Normalizing Feeding Tubes




A lot of the heavy duty stuff that comes with being an old cripple kind of scares me some, but not a lot. Like for instance, being on a ventilator. I can’t deny that I think being on a ventilator would be a real drag, mostly for the pain in the ass of it all. Being hooked up to this blinking, beeping thing all day? Having somebody constantly follow you around in case you need them to stick a tube down your throat via your trach to suction out mucous? It seems like that would add a lot to the daily routine.

A lot of people are so scared about being on a ventilator that they say they’d rather be dead. Come on, really? Dead? Once you make a decision like that there’s no taking it back. You can’t try it for 30 days and return it free if you’re not completely satisfied, paying only shipping and handling. Maybe people wouldn’t be so freaked out about being on a ventilator if somebody did something to normalize the experience. The way that we normalize something in the U.S. is to make a TV show about it. There ought to be a show about a crime-solving dude who’s on a ventilator. He’s crippled as all hell but he’s a crime solving genius so whenever the police have a stumper of a crime that really busts their balls they turn to him and he solves it every time. He has a nurse who follows him around and suctions him every now and then and she’s also his wise-cracking sidekick. A show like that would convince a lot of people that being on a ventilator is not just okay, it can even be cool.
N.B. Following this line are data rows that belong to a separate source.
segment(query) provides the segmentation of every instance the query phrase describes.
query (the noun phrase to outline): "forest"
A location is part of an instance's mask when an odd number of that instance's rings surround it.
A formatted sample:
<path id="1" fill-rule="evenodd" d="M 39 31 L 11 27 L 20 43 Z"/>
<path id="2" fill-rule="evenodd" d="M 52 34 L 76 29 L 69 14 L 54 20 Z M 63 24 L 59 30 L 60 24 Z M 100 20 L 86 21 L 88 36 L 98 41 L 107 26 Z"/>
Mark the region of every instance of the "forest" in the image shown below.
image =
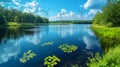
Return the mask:
<path id="1" fill-rule="evenodd" d="M 93 18 L 92 30 L 100 38 L 103 55 L 90 59 L 89 67 L 120 66 L 120 0 L 107 0 L 101 13 Z"/>
<path id="2" fill-rule="evenodd" d="M 24 13 L 17 9 L 6 9 L 0 6 L 0 25 L 8 22 L 16 23 L 49 23 L 49 19 L 32 13 Z"/>
<path id="3" fill-rule="evenodd" d="M 120 0 L 108 0 L 102 12 L 93 18 L 93 23 L 108 27 L 120 26 Z"/>

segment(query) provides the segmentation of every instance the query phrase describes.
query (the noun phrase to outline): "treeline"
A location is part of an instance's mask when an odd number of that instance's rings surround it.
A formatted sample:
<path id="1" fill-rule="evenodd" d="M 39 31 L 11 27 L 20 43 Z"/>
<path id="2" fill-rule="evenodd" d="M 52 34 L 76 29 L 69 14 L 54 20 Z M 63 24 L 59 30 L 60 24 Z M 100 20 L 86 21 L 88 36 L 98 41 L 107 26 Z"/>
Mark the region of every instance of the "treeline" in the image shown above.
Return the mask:
<path id="1" fill-rule="evenodd" d="M 60 20 L 50 21 L 50 23 L 92 24 L 92 20 Z"/>
<path id="2" fill-rule="evenodd" d="M 24 13 L 17 9 L 6 9 L 0 6 L 0 24 L 7 22 L 17 23 L 48 23 L 48 18 L 42 18 L 32 13 Z"/>
<path id="3" fill-rule="evenodd" d="M 120 26 L 120 0 L 107 0 L 101 13 L 97 13 L 93 18 L 94 24 L 106 26 Z"/>

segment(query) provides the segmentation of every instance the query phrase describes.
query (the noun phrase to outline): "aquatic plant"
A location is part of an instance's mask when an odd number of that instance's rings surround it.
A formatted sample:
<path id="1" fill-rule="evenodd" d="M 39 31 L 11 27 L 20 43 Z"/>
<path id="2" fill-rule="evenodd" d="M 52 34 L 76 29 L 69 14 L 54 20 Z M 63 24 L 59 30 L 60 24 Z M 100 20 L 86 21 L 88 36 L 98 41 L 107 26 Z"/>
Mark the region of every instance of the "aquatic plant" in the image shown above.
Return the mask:
<path id="1" fill-rule="evenodd" d="M 28 50 L 27 52 L 25 52 L 23 54 L 23 57 L 19 59 L 20 62 L 25 63 L 28 60 L 30 60 L 31 58 L 33 58 L 34 56 L 36 56 L 36 54 L 34 52 L 32 52 L 31 50 Z"/>
<path id="2" fill-rule="evenodd" d="M 47 65 L 47 67 L 54 67 L 60 61 L 61 60 L 58 57 L 56 57 L 55 55 L 48 56 L 44 59 L 44 65 Z"/>
<path id="3" fill-rule="evenodd" d="M 49 45 L 53 45 L 53 44 L 54 44 L 54 42 L 47 42 L 47 43 L 42 44 L 41 46 L 49 46 Z"/>
<path id="4" fill-rule="evenodd" d="M 68 44 L 60 45 L 59 48 L 62 51 L 67 52 L 67 53 L 72 53 L 73 51 L 76 51 L 78 49 L 77 46 L 75 46 L 75 45 L 68 45 Z"/>
<path id="5" fill-rule="evenodd" d="M 79 67 L 79 65 L 78 65 L 78 64 L 75 64 L 75 65 L 72 65 L 72 67 Z"/>

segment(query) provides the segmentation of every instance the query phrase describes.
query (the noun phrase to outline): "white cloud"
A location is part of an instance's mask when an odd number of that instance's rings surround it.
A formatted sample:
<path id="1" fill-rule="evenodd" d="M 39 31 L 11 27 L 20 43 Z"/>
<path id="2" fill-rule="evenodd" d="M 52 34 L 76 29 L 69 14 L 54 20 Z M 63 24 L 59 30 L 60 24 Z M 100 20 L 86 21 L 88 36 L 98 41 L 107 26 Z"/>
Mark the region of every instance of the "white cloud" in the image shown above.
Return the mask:
<path id="1" fill-rule="evenodd" d="M 11 58 L 16 59 L 20 52 L 19 40 L 10 39 L 0 43 L 0 64 L 8 62 Z"/>
<path id="2" fill-rule="evenodd" d="M 21 0 L 0 0 L 0 4 L 15 4 L 20 5 Z"/>
<path id="3" fill-rule="evenodd" d="M 74 16 L 74 15 L 75 15 L 75 12 L 70 11 L 69 15 L 70 15 L 70 16 Z"/>
<path id="4" fill-rule="evenodd" d="M 60 12 L 57 13 L 56 16 L 52 16 L 49 18 L 50 21 L 56 20 L 86 20 L 91 19 L 88 14 L 80 15 L 73 11 L 67 11 L 66 9 L 61 9 Z"/>
<path id="5" fill-rule="evenodd" d="M 105 3 L 106 0 L 87 0 L 84 9 L 100 9 Z"/>
<path id="6" fill-rule="evenodd" d="M 15 4 L 15 5 L 20 5 L 20 0 L 12 0 L 12 2 Z"/>
<path id="7" fill-rule="evenodd" d="M 100 44 L 92 36 L 84 36 L 83 41 L 86 44 L 86 49 L 100 48 Z"/>
<path id="8" fill-rule="evenodd" d="M 65 14 L 67 13 L 67 10 L 66 9 L 61 9 L 61 14 Z"/>
<path id="9" fill-rule="evenodd" d="M 38 13 L 41 10 L 40 4 L 34 0 L 32 2 L 27 2 L 24 7 L 23 12 L 27 13 Z"/>
<path id="10" fill-rule="evenodd" d="M 89 11 L 89 15 L 95 15 L 95 14 L 97 14 L 98 12 L 102 12 L 100 9 L 91 9 L 90 11 Z"/>

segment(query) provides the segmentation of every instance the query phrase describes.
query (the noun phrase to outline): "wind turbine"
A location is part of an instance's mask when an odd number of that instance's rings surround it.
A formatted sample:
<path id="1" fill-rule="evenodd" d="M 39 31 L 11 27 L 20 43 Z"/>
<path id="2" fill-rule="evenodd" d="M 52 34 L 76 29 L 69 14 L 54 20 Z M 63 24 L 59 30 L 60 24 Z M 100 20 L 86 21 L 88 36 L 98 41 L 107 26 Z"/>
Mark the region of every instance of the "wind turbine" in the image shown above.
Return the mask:
<path id="1" fill-rule="evenodd" d="M 78 12 L 80 13 L 81 20 L 82 20 L 82 11 L 78 9 Z"/>
<path id="2" fill-rule="evenodd" d="M 70 12 L 70 16 L 71 16 L 71 17 L 70 17 L 71 20 L 74 19 L 75 13 L 71 11 L 71 12 Z"/>
<path id="3" fill-rule="evenodd" d="M 42 10 L 42 12 L 44 12 L 46 14 L 46 18 L 49 17 L 49 11 L 50 11 L 50 8 L 47 10 Z"/>
<path id="4" fill-rule="evenodd" d="M 61 19 L 61 13 L 58 13 L 58 15 L 57 15 L 57 20 L 60 20 Z"/>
I also can’t deny that the prospect of having to eat through a feeding tube scares me some. Maybe I’d feel better if there was something on TV to normalize that. I’m thinking maybe one of those gluttony competitions, like where a guy eats 50 hot dogs in 10 minutes. Except this one would be strictly for people with feeding tubes. Hook them up to their cans of food and whoever consumes the most cans the fastest wins two hundred grand. It can be sponsored by whatever companies manufacture the gruel people who use feeding tubes eat. It may not be the most fast-paced competition anybody ever saw, but I know some people will watch it. It can’t be any more boring than watching golf.